Но мы - к Георгу на кровать вернёмся. Трезвы или пьяны, поэты, как их ни крути, всегда по сути - графоманы. Всем скопом сбившимся с пути - им нужен светоч путеводный,
дарЯщий мудрость и восторг, свободу - душам несвободным... И здесь является Георг. Он
- восходящею планетой - приносит им здоровый сон, надежду, веру, пистолеты и трепет
эрогенных зон. Зачем кому-то пистолеты? - Чтоб застрелить себя верней, когда из зависти
к поэту, добавив йаду в каберне, писательским - заразным - зудом, как триппером,
поражены, приходят каины, иуды - занять места - в своей страны никчемных книжках и
журналах, СП отстойных и ЛИТО, стремясь внести себя в анналы анальные. Коням в
пальто не снились гадости такие...
Но это, кажется, любовь: встречай, немытая Россия - страна тиранов и рабов - приветы
Чёрного Георга, взошедшего авророй над бнёй - поэтического торга и жёлчных музиродиад. На родине - не купишь снега зимой... Ах, дьявол разберёт! Как некогда сказал
коллега, взор обратив на разный сброд: "Иных уж нет, а те - далече..." Он, будучи
невыездным, не сознавал, что время лечит. Да ну, Сергеич, бог же с ним.
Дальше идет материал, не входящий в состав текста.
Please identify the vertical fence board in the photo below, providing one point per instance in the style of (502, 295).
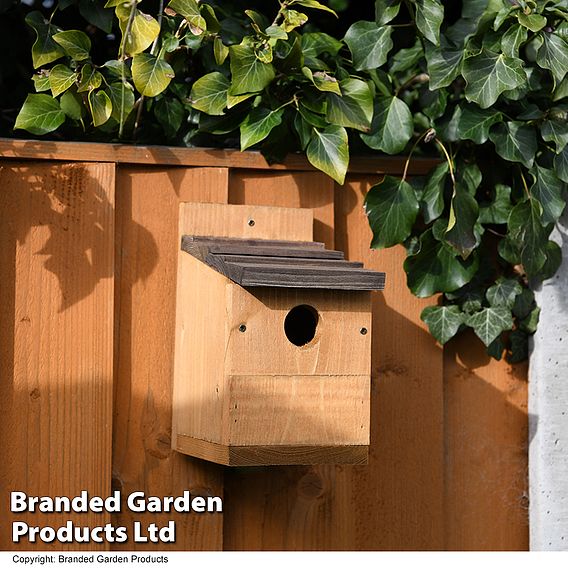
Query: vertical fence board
(396, 500)
(147, 249)
(486, 442)
(56, 338)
Прости их, Господи, за это: неймётся им, однажды став - коли получится - паетом (иль
паетессою хотя б), они привыкли - великанов не видеть - (каждому своё!) Для бурь
хватает им стаканов, а для черёмух - соловьёв. Они, как сущие балбесы, ваяют, строчат
ерунду, - мечтая кёрлингом и сексом заняться в будущем году... Противные! Настырно
лезут из щелей - даже половых! - толпой разнузданной нетрезвой...
Георг к такому не привык. Не зря темно в его оконце. Психоделическим путём он нежно
извлекает солнце... Растём, соколики, растём! И сердце бьётся в упоенье: ведь Классик он - почти что - бог!..
- Нет, лучше кушайте варенье и поправляйтесь.